Dans un communiqué publié ce jeudi 27 février, le parquet de Nanterre a annoncé le placement en garde à vue d’un homme dans le cadre de l’enquête sur le meurtre d’Antoine Belmonte en 2003. Cette affaire reste, à ce jour, non élucidée.
Plus de vingt ans après le meurtre d’Antoine Belmonte à Pantin (Seine-Saint-Denis) en 2003, le pôle des affaires non-élucidées du parquet de Nanterre a indiqué, ce jeudi 27 février, qu’un homme a été placé en garde à vue dans le cadre de l’enquête ouverte après la mort du quinquagénaire.
«Les enquêteurs de la brigade criminelle de la direction de la police judiciaire de la préfecture de police de Paris ont interpellé un homme, dans le cadre d’une information judiciaire ouverte du chef d’assassinat», a expliqué Valérie Courtalon, procureure par intérim de Nanterre, dans ce communiqué.
Ce suspect a été interpellé mercredi 26 février.

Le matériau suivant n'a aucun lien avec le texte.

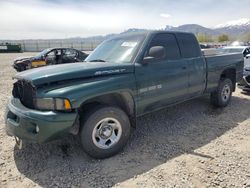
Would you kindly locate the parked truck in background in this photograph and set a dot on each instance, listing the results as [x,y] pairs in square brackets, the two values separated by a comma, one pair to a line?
[124,77]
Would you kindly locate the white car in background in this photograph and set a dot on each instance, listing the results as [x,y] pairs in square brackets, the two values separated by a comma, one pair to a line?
[245,50]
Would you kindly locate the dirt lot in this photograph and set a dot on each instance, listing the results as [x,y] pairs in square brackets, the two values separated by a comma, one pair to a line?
[188,145]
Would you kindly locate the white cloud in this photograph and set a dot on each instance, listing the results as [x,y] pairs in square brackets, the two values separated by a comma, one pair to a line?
[164,15]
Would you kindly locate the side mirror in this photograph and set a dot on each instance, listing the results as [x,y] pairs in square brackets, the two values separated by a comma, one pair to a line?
[155,52]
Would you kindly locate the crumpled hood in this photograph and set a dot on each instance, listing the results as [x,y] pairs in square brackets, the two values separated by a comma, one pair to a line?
[23,58]
[55,73]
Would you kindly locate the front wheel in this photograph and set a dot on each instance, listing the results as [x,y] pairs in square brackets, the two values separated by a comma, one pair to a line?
[105,131]
[222,96]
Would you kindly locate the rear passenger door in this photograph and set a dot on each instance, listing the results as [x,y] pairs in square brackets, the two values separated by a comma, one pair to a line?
[164,80]
[196,63]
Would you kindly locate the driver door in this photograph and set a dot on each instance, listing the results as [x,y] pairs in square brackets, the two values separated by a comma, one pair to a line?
[162,80]
[246,54]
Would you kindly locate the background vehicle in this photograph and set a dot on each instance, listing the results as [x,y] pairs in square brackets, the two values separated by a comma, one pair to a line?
[244,83]
[50,56]
[8,48]
[125,77]
[245,50]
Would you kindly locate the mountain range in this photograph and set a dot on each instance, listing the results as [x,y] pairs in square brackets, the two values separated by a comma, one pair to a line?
[233,28]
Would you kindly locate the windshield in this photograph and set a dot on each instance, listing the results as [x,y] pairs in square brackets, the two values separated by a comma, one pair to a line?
[42,53]
[117,50]
[232,50]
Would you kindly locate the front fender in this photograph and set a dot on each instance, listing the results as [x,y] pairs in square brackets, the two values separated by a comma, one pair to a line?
[88,89]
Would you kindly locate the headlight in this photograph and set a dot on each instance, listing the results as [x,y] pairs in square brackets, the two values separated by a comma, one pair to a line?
[52,104]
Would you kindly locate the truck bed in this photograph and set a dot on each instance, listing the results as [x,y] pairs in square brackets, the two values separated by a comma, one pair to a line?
[217,63]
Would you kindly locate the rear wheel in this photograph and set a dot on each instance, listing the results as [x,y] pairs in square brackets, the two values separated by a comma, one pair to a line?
[222,96]
[105,131]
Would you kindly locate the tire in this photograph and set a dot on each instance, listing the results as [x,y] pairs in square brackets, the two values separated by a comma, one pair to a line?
[105,131]
[222,96]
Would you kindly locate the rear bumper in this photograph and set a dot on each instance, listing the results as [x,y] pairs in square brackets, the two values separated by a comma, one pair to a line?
[24,123]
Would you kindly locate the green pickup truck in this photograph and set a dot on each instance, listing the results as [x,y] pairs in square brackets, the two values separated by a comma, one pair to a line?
[124,77]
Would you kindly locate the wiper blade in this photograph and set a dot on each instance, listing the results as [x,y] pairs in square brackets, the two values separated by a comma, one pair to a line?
[97,60]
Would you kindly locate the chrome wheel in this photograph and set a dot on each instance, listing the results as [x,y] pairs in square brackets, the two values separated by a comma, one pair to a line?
[225,94]
[106,133]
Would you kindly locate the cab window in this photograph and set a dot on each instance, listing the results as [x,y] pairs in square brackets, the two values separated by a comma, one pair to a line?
[169,43]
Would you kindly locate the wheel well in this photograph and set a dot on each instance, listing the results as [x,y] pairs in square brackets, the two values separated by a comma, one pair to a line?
[123,100]
[231,74]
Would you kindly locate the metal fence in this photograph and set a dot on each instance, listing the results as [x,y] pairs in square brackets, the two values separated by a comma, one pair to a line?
[36,46]
[39,45]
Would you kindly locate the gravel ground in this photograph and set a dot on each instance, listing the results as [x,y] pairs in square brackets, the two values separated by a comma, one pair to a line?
[188,145]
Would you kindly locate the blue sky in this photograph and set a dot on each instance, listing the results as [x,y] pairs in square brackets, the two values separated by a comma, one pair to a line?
[61,18]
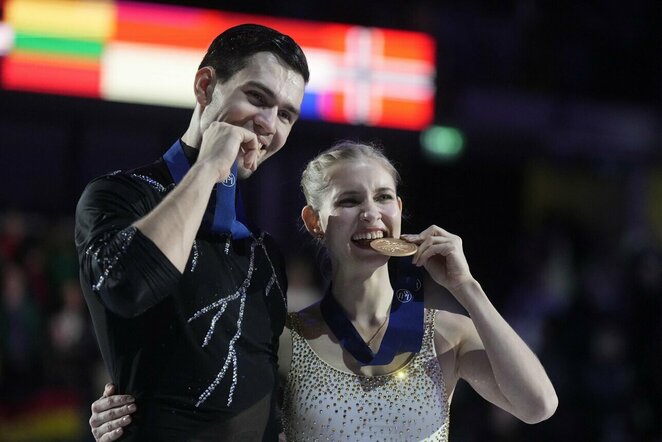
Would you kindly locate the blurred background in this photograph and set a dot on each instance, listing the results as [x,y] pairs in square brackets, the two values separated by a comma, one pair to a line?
[542,149]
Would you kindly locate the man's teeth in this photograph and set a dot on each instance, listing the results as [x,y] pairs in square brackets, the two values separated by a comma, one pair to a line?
[368,235]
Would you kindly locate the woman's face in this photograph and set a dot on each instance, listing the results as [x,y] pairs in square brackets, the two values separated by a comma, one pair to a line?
[359,205]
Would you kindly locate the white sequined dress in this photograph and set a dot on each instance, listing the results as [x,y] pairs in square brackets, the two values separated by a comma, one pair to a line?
[323,403]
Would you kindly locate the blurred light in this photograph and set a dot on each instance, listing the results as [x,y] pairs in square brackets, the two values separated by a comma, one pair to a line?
[442,143]
[6,39]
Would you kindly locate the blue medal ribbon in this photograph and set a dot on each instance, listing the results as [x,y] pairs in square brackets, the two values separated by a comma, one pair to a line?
[221,216]
[405,326]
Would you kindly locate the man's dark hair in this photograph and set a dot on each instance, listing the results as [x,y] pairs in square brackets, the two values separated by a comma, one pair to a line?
[229,51]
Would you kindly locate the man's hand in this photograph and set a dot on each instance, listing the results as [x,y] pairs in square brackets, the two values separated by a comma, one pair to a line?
[223,144]
[110,413]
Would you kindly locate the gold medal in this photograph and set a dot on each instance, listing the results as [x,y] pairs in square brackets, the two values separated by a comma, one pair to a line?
[393,247]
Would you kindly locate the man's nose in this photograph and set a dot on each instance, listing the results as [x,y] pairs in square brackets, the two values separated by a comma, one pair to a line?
[266,120]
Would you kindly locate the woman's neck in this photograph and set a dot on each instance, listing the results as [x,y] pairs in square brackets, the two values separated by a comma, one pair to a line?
[365,298]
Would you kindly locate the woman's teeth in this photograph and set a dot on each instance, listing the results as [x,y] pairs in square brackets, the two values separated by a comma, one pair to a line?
[368,236]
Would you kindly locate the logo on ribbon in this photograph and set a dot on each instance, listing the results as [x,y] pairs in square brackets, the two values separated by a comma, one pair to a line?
[230,180]
[404,295]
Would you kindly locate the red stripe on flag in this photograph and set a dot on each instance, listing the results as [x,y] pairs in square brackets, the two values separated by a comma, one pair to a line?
[404,114]
[44,74]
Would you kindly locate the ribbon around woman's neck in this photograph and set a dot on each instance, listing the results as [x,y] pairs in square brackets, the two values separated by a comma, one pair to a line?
[221,214]
[405,326]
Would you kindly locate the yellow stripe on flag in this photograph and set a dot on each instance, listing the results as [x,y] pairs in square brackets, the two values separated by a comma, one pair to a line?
[90,20]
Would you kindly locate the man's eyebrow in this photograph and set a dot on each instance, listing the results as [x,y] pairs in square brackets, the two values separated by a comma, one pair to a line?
[272,95]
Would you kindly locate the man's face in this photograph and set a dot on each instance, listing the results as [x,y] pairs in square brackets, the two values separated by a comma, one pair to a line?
[265,97]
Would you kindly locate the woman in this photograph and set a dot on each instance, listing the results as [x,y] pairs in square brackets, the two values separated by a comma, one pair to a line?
[356,365]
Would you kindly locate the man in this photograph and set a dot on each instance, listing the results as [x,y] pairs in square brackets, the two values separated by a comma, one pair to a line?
[188,301]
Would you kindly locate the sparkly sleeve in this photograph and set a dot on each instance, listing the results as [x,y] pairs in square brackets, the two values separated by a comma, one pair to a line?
[118,263]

Il a été placé en garde à vue dans le Loiret. «Une perquisition a été réalisée à son domicile. Des auditions sont en cours, dont celle du suspect», a ajouté le parquet.
Mais pour bien comprendre cette affaire il faudra remonter au mois de janvier 2003. À l’époque, Antoine Belmonte, alors âgé de 53 ans, avait été tué d’une balle dans la tête alors qu’il regardait par l’œilleton de sa porte.
L’enquête relancée en 2024 grâce aux analyses génétiques
Très vite, les enquêteurs avaient envisagé que son meurtrier ait confondu l’homme avec un policier porteur du même nom. Cet autre Antoine Belmonte avait été condamné en 1995 à cinq ans de prison avec sursis pour coups et violences volontaires ayant entraîné, sans avoir voulu la donner, la mort d’un adolescent de 13 ans en 1992, lors d’une intervention de police.
Quelques semaines avant sa mort, la victime avait en effet été attaquée chez elle par un inconnu qui lui avait parlé de sa carrière de policier. Hormis leur nom, les deux Belmonte n’avaient aucun lien.
Bien qu’une ordonnance de non-lieu ait été rendue, c’est notamment de nouvelles analyses génétiques, réalisées à la demande de la magistrate instructrice Nathalie Turquey du pôle crimes sériels ou non élucidés (PCSNE) de Nanterre, qui s’était saisi du dossier en 2022, «lesquelles permettaient d’orienter à nouveau les investigations dès 2024», a précisé le parquet.